I'm working on my CMS and I want it to log activities by users and other admins. For example: when new user registers or admin makes a new news post -> update last activity.

I want to know what is the best and easiest way.

+2  A: 
  • Create a table in your database to log your user activity.
  • Define the various activity types that can happen in your App.
  • Create a common function that logs any activity to that table.
  • Call that function from anywhere you you perform log-worthy activities in your app.

You can then write a reporting tool that gives your admins access to those logged activities, you can filter by user, time and activity types.

In my log-framework, I specially mark activities which could be seen as malicious actions and assign them different numeric threat-values. If the sum of a user's thread-value reaches a certain threshold I log-out the user.

Ideally if you write an Application, you write your infrastructure code like logging at the very beginning and then use it in all your business logic code later.

Peter Hahndorf
+1  A: 

Basic Answer

Instead of doing this yourself, from scratch, check out how some existing systems do it, and if their license allows, use their design and code (make sure you document what code you've used and add a copyright notice to your CMS somewhere).

Possibly Helpful Example

I'm not sure about PHP CMS's which do this, but I know Django's admin app does. Django is implemented in Python, but it should be fairly straightforward to port this code over to PHP. Even if the code isn't a straight port, the design could be ported.

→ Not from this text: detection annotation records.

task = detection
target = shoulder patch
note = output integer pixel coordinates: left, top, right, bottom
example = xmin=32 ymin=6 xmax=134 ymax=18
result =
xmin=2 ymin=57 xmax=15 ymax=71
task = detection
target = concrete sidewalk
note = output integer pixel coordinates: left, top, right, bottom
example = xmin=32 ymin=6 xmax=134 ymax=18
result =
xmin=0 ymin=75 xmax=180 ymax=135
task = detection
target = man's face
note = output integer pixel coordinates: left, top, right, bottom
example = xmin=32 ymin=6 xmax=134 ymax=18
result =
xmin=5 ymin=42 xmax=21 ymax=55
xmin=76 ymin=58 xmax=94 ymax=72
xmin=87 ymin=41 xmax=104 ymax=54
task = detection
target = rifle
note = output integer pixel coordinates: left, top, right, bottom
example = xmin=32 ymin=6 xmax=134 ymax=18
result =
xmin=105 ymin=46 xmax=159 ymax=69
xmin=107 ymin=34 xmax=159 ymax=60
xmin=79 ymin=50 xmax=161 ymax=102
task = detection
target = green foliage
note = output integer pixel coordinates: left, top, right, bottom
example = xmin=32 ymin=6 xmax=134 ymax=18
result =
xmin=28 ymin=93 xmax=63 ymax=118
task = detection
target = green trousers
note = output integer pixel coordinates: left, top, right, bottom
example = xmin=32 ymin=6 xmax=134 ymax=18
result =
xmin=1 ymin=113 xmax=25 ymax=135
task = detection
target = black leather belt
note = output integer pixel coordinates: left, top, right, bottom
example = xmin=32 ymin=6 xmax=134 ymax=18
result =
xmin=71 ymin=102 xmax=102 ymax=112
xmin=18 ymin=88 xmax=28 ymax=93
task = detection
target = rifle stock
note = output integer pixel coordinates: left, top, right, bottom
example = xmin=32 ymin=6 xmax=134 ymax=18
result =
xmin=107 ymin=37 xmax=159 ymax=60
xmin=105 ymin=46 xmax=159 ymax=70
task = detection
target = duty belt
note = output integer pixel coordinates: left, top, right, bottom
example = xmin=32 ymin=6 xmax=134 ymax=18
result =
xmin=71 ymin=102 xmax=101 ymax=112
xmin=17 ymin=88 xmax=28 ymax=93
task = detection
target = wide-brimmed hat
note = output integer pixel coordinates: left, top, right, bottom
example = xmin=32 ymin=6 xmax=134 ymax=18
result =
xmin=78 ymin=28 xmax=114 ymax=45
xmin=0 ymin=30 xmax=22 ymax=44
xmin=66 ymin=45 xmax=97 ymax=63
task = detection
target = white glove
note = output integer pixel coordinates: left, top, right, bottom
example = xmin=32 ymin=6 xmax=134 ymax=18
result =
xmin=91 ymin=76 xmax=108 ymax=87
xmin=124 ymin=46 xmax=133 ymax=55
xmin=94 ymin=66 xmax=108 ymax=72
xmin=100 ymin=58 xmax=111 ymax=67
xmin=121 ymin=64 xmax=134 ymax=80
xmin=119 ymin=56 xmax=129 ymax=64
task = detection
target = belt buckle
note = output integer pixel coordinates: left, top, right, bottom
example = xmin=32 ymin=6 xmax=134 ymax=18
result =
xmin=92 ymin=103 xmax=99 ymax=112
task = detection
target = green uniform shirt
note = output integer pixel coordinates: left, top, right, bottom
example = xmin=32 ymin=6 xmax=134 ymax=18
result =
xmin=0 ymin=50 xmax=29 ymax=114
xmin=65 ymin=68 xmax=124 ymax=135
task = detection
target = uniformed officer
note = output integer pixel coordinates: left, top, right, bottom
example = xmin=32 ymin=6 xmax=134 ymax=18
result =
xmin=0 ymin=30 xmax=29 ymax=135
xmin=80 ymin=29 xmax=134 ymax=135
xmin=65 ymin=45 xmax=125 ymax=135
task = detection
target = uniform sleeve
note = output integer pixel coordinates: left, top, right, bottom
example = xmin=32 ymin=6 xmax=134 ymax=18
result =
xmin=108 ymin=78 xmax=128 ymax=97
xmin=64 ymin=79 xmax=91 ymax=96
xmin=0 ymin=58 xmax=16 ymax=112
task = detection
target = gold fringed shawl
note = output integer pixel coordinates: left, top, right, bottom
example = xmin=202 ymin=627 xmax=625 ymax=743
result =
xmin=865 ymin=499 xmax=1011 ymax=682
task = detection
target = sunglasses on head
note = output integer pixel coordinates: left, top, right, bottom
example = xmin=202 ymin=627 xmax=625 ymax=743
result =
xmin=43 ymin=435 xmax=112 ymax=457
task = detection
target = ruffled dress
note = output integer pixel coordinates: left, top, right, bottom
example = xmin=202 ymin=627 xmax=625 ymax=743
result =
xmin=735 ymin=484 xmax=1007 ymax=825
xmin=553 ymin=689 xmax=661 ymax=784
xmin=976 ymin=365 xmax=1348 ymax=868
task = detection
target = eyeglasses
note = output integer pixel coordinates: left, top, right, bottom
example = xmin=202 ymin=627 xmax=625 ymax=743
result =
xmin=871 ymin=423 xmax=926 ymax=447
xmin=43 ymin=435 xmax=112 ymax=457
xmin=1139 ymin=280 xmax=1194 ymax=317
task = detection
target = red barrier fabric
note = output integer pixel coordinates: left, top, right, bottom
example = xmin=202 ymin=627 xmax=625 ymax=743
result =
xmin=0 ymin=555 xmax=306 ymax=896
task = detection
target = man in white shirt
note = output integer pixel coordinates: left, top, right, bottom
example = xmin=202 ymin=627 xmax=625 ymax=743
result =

The file which contains the logging is in the admin module in models.py.

Some key aspects:

The data model for the logging table:

class LogEntry(models.Model):
  action_time = models.DateTimeField(_('action time'), auto_now=True)
  user = models.ForeignKey(User)
  content_type = models.ForeignKey(ContentType, blank=True, null=True)
  object_id = models.TextField(_('object id'), blank=True, null=True)
  object_repr = models.CharField(_('object repr'), max_length=200)
  action_flag = models.PositiveSmallIntegerField(_('action flag'))
  change_message = models.TextField(_('change message'), blank=True)
  objects = LogEntryManager()

And the LogEntryManager, which saves the actual log entries:

class LogEntryManager(models.Manager):
  def log_action(self, user_id, content_type_id, object_id, object_repr, action_flag, change_message=''):
    e = self.model(None, None, user_id, content_type_id, smart_unicode(object_id), object_repr[:200], action_flag, change_message)
    e.save()

HTH, good luck!

Avi Flax
thanks, I found few examples
eGGzy
+1  A: 

I use two tables for activities, one that gives each activity an id, and another one that just logs the user id, activity id, and a timestamp. I do this because an int takes up less space than a string, so why log the same strings over and over? The second one isn't really necessary, you just just as easily keep the action codes in a text file for your own reference, but the db just seems like a easier place to remember.

In the past I've used a function to handle the actual logging actions, but the next time I do it I'm going to be using the Observer pattern. It appears to be a lot more flexible, and I've already had to edit out logging function calls from older code I have that wasn't going to log anything. I much prefer reusing code with no editing required.